Свекровь всегда удивляла Груню редкой в ее годы подвижностью, сноровкой, ненасытной любовью к работе. Вместо со всеми колхозницами она выезжала в страду на поле, не отставая от молодых, вязала, жала, дотемна не разгибая спины, а дома, едва успевали все в семье умыться и переодетая в чистое, как уже шипело на большой сковороде сало, дымилась в чугунке пшенная каша, и Маланья несла к столу накрытые полотенцем теплые блины. «Ты у нас, мать, десятирукая, что ли?» — шутливо спрашивал Терентий и ласкал узкие плечи жены любовным взглядом. Она не отвечала, присматривая за всеми, наполняя опустевшие чашки, подрезая ломти свежего хлеба.

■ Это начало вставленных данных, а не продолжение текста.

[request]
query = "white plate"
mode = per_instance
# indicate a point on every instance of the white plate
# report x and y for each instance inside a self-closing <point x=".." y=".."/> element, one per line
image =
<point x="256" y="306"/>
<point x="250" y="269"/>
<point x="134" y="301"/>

Сколько раз Груня пыталась помогать свекрови, но Маланья мягко и настойчиво отводила ее от домашних забот. «Пользуйся судьбой, пока я жива и здорова, — говорила она, — еще на твой век хватит, наработаешься».
В избе у нее всегда было опрятно: стены часто подбеливались, висели на окнах натянутые гармошкой белые шторки, на подоконниках стояли оранжевые горшочки с цветами, крашеный пол пеленали пестрые домотканые половички.

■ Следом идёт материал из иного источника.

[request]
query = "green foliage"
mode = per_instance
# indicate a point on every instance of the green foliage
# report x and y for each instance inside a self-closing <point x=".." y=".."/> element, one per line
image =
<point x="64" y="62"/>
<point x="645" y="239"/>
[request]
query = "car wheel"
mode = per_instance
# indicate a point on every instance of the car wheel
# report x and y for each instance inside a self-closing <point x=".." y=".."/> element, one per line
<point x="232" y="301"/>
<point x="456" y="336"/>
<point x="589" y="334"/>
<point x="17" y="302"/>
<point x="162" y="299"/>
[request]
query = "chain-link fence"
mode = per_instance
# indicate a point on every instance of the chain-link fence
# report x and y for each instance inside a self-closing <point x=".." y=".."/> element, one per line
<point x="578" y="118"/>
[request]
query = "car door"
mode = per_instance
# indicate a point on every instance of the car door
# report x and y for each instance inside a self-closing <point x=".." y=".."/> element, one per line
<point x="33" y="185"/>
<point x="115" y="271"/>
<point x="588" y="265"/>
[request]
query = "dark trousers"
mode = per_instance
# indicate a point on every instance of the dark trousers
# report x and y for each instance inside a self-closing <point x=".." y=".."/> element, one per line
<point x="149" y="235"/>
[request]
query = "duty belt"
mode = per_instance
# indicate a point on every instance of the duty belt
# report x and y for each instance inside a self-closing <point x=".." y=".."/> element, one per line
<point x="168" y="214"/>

Приготовив ужин, Маланья опустилась на табуретку, сложив на переднике свои маленькие, почти детские руки, и залюбовалась невесткой.
Как слабый отблеск пламени, лежал на лице Груни нежный загар. Она сняла с головы платок, и каштановые косы соскользнули ей на колени.
Груня наклонилась к блюдечку с чаем, на лицо ее упал золотистый блик, озарил зеленоватую, ключевую чистоту ее глаз, затененных густыми ресницами.
С материнской нежностью вглядывалась Маланья в милое, раскрасневшееся лицо невестки и не решалась начать давно обдуманный разговор, боясь потревожить ее нечаянным упреком.
Груня подняла глаза.
— Что, маманя?
— Ничего, так я… ешь, ешь, — пробормотала Маланья и оглянулась на мужа.